Die beiden wichtigsten Modi wurden leider nicht implementiert: Ein reiner E-Modus und ein reiner Dieselmodus. Da hilft nur ein sorgsamer Umgang mit dem Fahrpedal, bzw. die Nutzung der manuellen Getriebeposition.

Allgemeines
Die prinzipielle Qualität/Verarbitung des Autos läßt derzeit auch noch nicht zu wünschen übrig. Das Leder des Fahrersitzes zeigt ohne jede Pflege noch keine Abnutzung und auch die übrigen Materialien sehen noch gut aus. Einzig das Alu-Kunstoffimitat an den Türen und der Mittelkonsole sieht nicht mehr so schön aus, wie z. B. das 7 Jahre ältere im Audi meiner Frau. An die Materialanmutung meiner Daimlers zuvor kommt der V60 jedoch locker heran. Betrachtet man das Äußere mit Argusaugen, so wird man ein paar nicht perfekte Spaltmasse entdecken, dies fällt aber auch nur dann auf, wenn man sich darauf konzentriert solche "Fehler" zu finden.

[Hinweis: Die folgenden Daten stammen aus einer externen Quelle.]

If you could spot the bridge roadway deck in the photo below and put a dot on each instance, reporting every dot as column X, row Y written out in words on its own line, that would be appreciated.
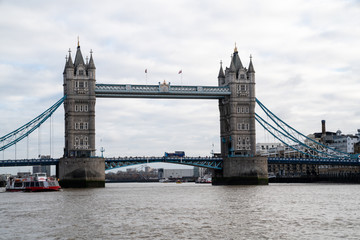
column 207, row 162
column 160, row 91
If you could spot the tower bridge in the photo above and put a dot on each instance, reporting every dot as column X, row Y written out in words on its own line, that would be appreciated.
column 235, row 96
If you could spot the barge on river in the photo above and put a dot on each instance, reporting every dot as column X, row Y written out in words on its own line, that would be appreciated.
column 37, row 183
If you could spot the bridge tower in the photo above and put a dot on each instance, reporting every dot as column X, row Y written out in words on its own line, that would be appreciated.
column 237, row 127
column 79, row 167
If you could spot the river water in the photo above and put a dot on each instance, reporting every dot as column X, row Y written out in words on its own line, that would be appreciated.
column 184, row 211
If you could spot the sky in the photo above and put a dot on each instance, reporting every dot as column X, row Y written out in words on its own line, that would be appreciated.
column 306, row 55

Ein großes Problem des V60 D6 AWD

weniger für mich als für VOLVO ist, daß das Fahrzeug Lust auf mehr macht. Um genau zu sein nimmt er die "Angst" vor einem reinen E-Fahrzeug. Mit etwas gutem Willen kommt man recht nah an die Werksangabe der E-Reichweite und mit einem Tesla X z. B. und den Superchargern von Tesla käme man wahrscheinlich genauso gut durch D wie derzeit mit einem Plug-In-Hybrid. Erstmal wird die Reise mit dem V60 weitergehen, wenn aber dessen Ablösung ansteht könnte ich mir gut vorstellen auf ein reines E-Auto zu wechseln.